Les pépinières Mercier, à Vix, en Vendée, réalisent régulièrement des tests sur le matériel végétal. « Nous pouvons identifier la présence de huit champignons pionniers des maladies du bois. Mais pour évaluer s'ils sont morts ou vivants, nous devons les mettre en culture. C'est long. Nous attendons beaucoup de la mise au point dans le programme national d'un outil de diagnostic quantitatif utilisable en routine », relève Miguel Mercier.
A l'entrée en pépinière, cette entreprise repère très peu de champignons. Mais au cours du processus de fabrication des plants, ils peuvent se disséminer et contaminer d'autres bois. « Nous testons différentes méthodes de désinfection de l'eau de réhydratation et de stratification pour réduire les risques de ces deux étapes sensibles », précise Michel Mercier.
L'entreprise cherche aussi à protéger les plants finis. En 2005 et 2007, elle a testé une souche de Trichoderma atroviride avec la société Agrauxine. Sélectionnée par l'Inra, celle-ci a été homologuée en 2009 pour protéger les plaies de taille de l'eutypiose (spécialité commerciale Esquive). Dans leurs essais, les pépinières Mercier ont inoculé la même souche à des plants par un procédé spécifique. Les prélèvements réalisés au cours de l'élevage sous serre à huit et quinze mois ont montré qu'elle se maintenait et se développait.
Des champignons pionniers des maladies du bois ont ensuite été inoculés dans des plants traités avec cette souche de Trichoderma et dans des plants non-traités. La comparaison entre les deux lots montre que le champignon antagoniste réduit la colonisation par les quatre champignons pathogènes inoculés, avec des intensités variables de l'un à l'autre.
« Nous allons poursuivre en réalisant, dans plusieurs régions, un suivi de parcelles établies avec des plants traités, pour voir comment cet effet de protection biologique évolue au fil des années », ajoute Miguel Mercier.
Pas de garanties pour l'instant
Les pistes explorées par les pépiniéristes pour obtenir des plants indemnes de champignons pionniers des maladies du bois semblent prometteuses.
Cependant, pour le moment, ils ne peuvent pas garantir que le résultat est atteint. Il faudra attendre encore quelques années pour cela, le temps que des tests quantitatifs fiables soient disponibles et que les essais en cours livrent leurs résultats. Mais cela n'empêche pas les viticulteurs de tester ces plants, qui pourraient se révéler d'une plus grande longévité que les autres. Les pépiniéristes proposent à leurs clients des traitements en option, qu'il s'agisse de l'eau chaude, de l'inoculation par des souches de Trichoderma ou de la mycorhization. Le surcoût est de l'ordre de 10 à 20 %. Chacun jugera si le jeu en vaut la chandelle.
Un programme national d'essais
Le ministère de l'Agriculture a sélectionné cinq programmes de recherche sur les maladies du bois. L'un d'eux porte sur la mise au point de procédés de production de plants indemnes de champignons pionniers de ces maladies. Il est coordonné par la chambre d'agriculture de Gironde et associe de nombreux partenaires autour de l'IFV.

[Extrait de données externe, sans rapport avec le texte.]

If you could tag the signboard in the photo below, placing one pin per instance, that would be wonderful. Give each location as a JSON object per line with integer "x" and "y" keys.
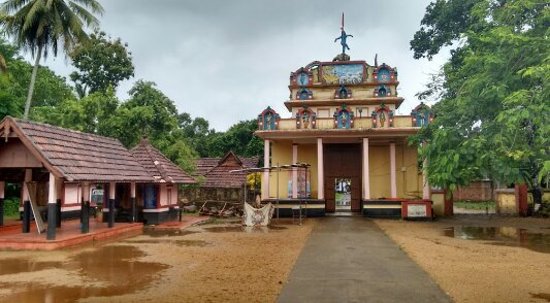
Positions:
{"x": 416, "y": 211}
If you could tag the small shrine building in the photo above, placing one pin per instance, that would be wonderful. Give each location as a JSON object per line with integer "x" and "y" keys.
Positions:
{"x": 343, "y": 123}
{"x": 62, "y": 171}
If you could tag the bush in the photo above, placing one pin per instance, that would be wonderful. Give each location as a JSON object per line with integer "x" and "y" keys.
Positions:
{"x": 11, "y": 207}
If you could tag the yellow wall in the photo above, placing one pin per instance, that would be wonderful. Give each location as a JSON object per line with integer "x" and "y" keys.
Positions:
{"x": 438, "y": 199}
{"x": 379, "y": 171}
{"x": 307, "y": 153}
{"x": 282, "y": 155}
{"x": 409, "y": 181}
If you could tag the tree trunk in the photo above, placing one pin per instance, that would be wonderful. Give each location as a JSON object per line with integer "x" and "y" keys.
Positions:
{"x": 31, "y": 85}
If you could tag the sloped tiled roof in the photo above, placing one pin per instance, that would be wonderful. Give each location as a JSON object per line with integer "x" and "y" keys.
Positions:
{"x": 203, "y": 165}
{"x": 158, "y": 166}
{"x": 77, "y": 156}
{"x": 220, "y": 176}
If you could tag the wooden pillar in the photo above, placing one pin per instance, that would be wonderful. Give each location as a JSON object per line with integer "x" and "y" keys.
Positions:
{"x": 2, "y": 188}
{"x": 448, "y": 209}
{"x": 85, "y": 208}
{"x": 393, "y": 177}
{"x": 52, "y": 208}
{"x": 265, "y": 177}
{"x": 521, "y": 199}
{"x": 26, "y": 202}
{"x": 426, "y": 190}
{"x": 133, "y": 200}
{"x": 111, "y": 218}
{"x": 366, "y": 170}
{"x": 294, "y": 171}
{"x": 59, "y": 190}
{"x": 320, "y": 171}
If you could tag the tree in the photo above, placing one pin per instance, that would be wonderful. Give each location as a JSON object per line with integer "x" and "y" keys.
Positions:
{"x": 41, "y": 25}
{"x": 239, "y": 138}
{"x": 91, "y": 114}
{"x": 3, "y": 66}
{"x": 50, "y": 89}
{"x": 492, "y": 118}
{"x": 101, "y": 63}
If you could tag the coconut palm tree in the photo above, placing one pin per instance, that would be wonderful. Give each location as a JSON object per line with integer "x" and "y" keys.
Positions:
{"x": 40, "y": 25}
{"x": 3, "y": 65}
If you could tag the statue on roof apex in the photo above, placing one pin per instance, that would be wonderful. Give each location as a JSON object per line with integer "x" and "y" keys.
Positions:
{"x": 343, "y": 37}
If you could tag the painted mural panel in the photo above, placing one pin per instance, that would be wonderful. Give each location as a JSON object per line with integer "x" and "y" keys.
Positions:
{"x": 343, "y": 74}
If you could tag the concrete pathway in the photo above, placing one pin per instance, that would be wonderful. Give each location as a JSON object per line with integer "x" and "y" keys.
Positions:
{"x": 349, "y": 259}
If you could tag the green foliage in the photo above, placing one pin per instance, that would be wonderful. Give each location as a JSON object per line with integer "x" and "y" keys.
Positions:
{"x": 492, "y": 119}
{"x": 39, "y": 26}
{"x": 101, "y": 63}
{"x": 239, "y": 138}
{"x": 50, "y": 88}
{"x": 11, "y": 207}
{"x": 91, "y": 114}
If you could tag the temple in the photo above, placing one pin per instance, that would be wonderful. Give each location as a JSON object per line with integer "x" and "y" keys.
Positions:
{"x": 63, "y": 172}
{"x": 343, "y": 123}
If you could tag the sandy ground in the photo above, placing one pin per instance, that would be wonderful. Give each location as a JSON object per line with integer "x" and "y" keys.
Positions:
{"x": 208, "y": 263}
{"x": 480, "y": 270}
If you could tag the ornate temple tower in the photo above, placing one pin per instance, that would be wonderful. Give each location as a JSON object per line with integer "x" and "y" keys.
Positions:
{"x": 343, "y": 123}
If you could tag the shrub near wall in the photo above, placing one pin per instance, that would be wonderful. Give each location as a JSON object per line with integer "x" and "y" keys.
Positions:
{"x": 506, "y": 202}
{"x": 11, "y": 207}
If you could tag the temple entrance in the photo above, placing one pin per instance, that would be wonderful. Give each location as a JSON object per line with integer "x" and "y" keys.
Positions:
{"x": 342, "y": 163}
{"x": 342, "y": 194}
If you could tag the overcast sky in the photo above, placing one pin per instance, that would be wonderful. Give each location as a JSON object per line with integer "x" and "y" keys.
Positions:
{"x": 228, "y": 60}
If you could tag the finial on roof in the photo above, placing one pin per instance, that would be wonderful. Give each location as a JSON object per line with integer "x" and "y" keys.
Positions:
{"x": 343, "y": 37}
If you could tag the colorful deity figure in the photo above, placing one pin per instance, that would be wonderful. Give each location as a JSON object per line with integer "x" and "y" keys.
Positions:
{"x": 268, "y": 119}
{"x": 343, "y": 37}
{"x": 382, "y": 117}
{"x": 343, "y": 118}
{"x": 421, "y": 115}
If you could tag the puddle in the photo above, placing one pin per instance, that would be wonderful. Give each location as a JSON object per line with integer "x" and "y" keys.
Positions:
{"x": 224, "y": 229}
{"x": 542, "y": 296}
{"x": 502, "y": 236}
{"x": 167, "y": 232}
{"x": 117, "y": 266}
{"x": 15, "y": 266}
{"x": 187, "y": 243}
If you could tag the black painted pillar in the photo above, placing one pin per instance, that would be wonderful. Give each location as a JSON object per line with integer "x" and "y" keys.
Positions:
{"x": 52, "y": 208}
{"x": 111, "y": 213}
{"x": 85, "y": 226}
{"x": 58, "y": 212}
{"x": 1, "y": 211}
{"x": 2, "y": 186}
{"x": 26, "y": 217}
{"x": 134, "y": 215}
{"x": 52, "y": 218}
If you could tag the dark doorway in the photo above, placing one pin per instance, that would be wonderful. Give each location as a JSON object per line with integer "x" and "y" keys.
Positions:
{"x": 342, "y": 164}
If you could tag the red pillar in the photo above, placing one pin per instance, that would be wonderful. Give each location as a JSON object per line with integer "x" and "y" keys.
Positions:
{"x": 521, "y": 199}
{"x": 448, "y": 204}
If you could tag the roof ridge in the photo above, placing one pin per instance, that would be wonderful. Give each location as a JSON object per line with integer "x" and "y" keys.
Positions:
{"x": 62, "y": 129}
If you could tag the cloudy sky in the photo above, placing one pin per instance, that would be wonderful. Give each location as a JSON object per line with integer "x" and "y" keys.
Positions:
{"x": 228, "y": 60}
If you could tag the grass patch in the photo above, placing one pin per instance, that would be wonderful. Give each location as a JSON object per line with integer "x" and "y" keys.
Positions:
{"x": 476, "y": 205}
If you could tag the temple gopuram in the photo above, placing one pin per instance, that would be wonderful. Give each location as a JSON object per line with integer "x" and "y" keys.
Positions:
{"x": 342, "y": 122}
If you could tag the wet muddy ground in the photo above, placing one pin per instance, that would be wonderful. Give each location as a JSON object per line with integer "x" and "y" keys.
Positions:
{"x": 481, "y": 258}
{"x": 207, "y": 263}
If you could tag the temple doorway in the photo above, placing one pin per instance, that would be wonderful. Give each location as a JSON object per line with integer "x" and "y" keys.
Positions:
{"x": 342, "y": 164}
{"x": 342, "y": 194}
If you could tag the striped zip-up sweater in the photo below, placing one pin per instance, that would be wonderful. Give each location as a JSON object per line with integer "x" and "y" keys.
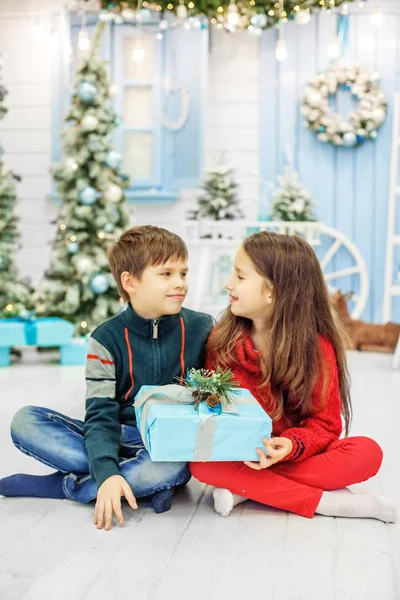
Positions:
{"x": 125, "y": 353}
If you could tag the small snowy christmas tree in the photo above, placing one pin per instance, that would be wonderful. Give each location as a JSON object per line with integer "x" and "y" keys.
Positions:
{"x": 15, "y": 295}
{"x": 78, "y": 286}
{"x": 292, "y": 202}
{"x": 219, "y": 199}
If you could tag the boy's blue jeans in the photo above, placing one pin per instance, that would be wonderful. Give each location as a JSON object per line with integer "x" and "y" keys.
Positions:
{"x": 57, "y": 441}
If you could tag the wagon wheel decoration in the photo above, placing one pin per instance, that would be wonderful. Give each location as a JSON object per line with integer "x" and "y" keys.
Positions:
{"x": 338, "y": 248}
{"x": 342, "y": 264}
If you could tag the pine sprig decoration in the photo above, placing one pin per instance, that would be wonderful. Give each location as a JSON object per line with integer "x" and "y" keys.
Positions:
{"x": 211, "y": 387}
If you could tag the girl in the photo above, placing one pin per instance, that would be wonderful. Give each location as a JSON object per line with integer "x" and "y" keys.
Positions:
{"x": 280, "y": 339}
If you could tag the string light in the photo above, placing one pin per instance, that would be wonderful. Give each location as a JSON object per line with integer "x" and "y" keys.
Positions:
{"x": 334, "y": 46}
{"x": 280, "y": 49}
{"x": 376, "y": 18}
{"x": 38, "y": 27}
{"x": 83, "y": 35}
{"x": 138, "y": 54}
{"x": 233, "y": 14}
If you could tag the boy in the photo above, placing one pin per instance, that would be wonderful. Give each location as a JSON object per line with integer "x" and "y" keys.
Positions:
{"x": 152, "y": 341}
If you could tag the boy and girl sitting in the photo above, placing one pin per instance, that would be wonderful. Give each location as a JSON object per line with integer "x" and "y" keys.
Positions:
{"x": 280, "y": 339}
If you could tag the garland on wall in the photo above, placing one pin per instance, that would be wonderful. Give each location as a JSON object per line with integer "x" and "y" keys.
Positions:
{"x": 256, "y": 14}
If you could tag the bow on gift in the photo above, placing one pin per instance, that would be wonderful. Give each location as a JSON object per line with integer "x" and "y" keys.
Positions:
{"x": 176, "y": 394}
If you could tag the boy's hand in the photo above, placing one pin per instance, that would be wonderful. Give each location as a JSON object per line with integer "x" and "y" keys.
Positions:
{"x": 109, "y": 501}
{"x": 275, "y": 450}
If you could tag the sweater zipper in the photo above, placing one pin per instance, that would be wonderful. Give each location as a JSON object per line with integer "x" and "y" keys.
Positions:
{"x": 155, "y": 329}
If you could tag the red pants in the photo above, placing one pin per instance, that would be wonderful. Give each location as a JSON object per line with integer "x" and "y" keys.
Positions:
{"x": 297, "y": 487}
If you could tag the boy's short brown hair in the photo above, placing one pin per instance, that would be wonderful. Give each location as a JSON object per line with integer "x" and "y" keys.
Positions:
{"x": 142, "y": 247}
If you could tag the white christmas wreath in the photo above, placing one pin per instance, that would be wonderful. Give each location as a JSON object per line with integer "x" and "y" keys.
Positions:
{"x": 184, "y": 112}
{"x": 361, "y": 124}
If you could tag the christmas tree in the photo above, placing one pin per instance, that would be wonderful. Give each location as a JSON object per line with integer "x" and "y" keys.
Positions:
{"x": 219, "y": 199}
{"x": 15, "y": 295}
{"x": 291, "y": 202}
{"x": 79, "y": 286}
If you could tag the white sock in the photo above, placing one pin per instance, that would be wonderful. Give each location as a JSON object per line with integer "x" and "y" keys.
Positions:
{"x": 343, "y": 503}
{"x": 224, "y": 501}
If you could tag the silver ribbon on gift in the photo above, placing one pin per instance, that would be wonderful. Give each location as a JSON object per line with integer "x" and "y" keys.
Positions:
{"x": 176, "y": 394}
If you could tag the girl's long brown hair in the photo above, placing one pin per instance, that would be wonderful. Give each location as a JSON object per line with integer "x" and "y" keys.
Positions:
{"x": 291, "y": 356}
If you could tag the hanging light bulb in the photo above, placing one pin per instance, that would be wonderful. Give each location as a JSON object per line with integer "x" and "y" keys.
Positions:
{"x": 334, "y": 47}
{"x": 376, "y": 18}
{"x": 181, "y": 11}
{"x": 281, "y": 50}
{"x": 233, "y": 14}
{"x": 138, "y": 55}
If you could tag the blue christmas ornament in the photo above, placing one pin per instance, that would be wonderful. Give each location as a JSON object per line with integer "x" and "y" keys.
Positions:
{"x": 88, "y": 196}
{"x": 73, "y": 247}
{"x": 259, "y": 20}
{"x": 349, "y": 139}
{"x": 99, "y": 284}
{"x": 87, "y": 91}
{"x": 144, "y": 15}
{"x": 113, "y": 159}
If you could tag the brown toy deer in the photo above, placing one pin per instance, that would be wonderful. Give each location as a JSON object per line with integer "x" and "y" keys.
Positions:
{"x": 365, "y": 336}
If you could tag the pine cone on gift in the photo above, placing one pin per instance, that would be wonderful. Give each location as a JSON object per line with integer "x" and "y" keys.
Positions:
{"x": 200, "y": 396}
{"x": 213, "y": 400}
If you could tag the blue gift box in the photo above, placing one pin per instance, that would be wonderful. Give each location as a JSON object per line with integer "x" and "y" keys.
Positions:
{"x": 179, "y": 432}
{"x": 48, "y": 331}
{"x": 12, "y": 333}
{"x": 74, "y": 353}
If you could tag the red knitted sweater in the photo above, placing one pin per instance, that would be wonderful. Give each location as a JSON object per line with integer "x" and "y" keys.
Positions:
{"x": 315, "y": 433}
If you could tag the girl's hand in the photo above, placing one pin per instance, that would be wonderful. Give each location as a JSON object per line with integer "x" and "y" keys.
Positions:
{"x": 275, "y": 450}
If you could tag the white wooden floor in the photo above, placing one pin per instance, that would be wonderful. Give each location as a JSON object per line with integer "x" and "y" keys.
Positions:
{"x": 49, "y": 549}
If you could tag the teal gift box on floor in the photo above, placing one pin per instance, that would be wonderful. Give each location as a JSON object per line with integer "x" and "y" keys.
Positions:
{"x": 48, "y": 331}
{"x": 173, "y": 430}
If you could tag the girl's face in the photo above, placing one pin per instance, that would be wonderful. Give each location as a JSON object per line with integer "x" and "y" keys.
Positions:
{"x": 249, "y": 293}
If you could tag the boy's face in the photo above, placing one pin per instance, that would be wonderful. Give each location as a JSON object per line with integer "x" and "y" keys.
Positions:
{"x": 160, "y": 291}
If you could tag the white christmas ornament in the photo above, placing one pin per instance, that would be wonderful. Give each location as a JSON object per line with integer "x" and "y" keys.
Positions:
{"x": 113, "y": 193}
{"x": 303, "y": 17}
{"x": 83, "y": 263}
{"x": 113, "y": 91}
{"x": 89, "y": 123}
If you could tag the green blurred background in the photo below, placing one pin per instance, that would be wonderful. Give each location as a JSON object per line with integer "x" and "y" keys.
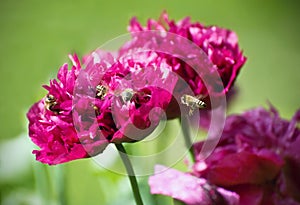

« Notre premier objectif est de mettre au point un test PCR permettant de détecter la présence de ces champignons et d'évaluer leur quantité. Avec cet outil, nous pourrons identifier les étapes de la fabrication comportant des risques de contamination, et chercher comment les limiter », explique Laurent Bernos, de la chambre d'agriculture de Gironde. Ce programme démarre en 2010 et devrait mobiliser plus de 600 000 euros sur trois ans, dont 380 000 euros apportés par l'Etat.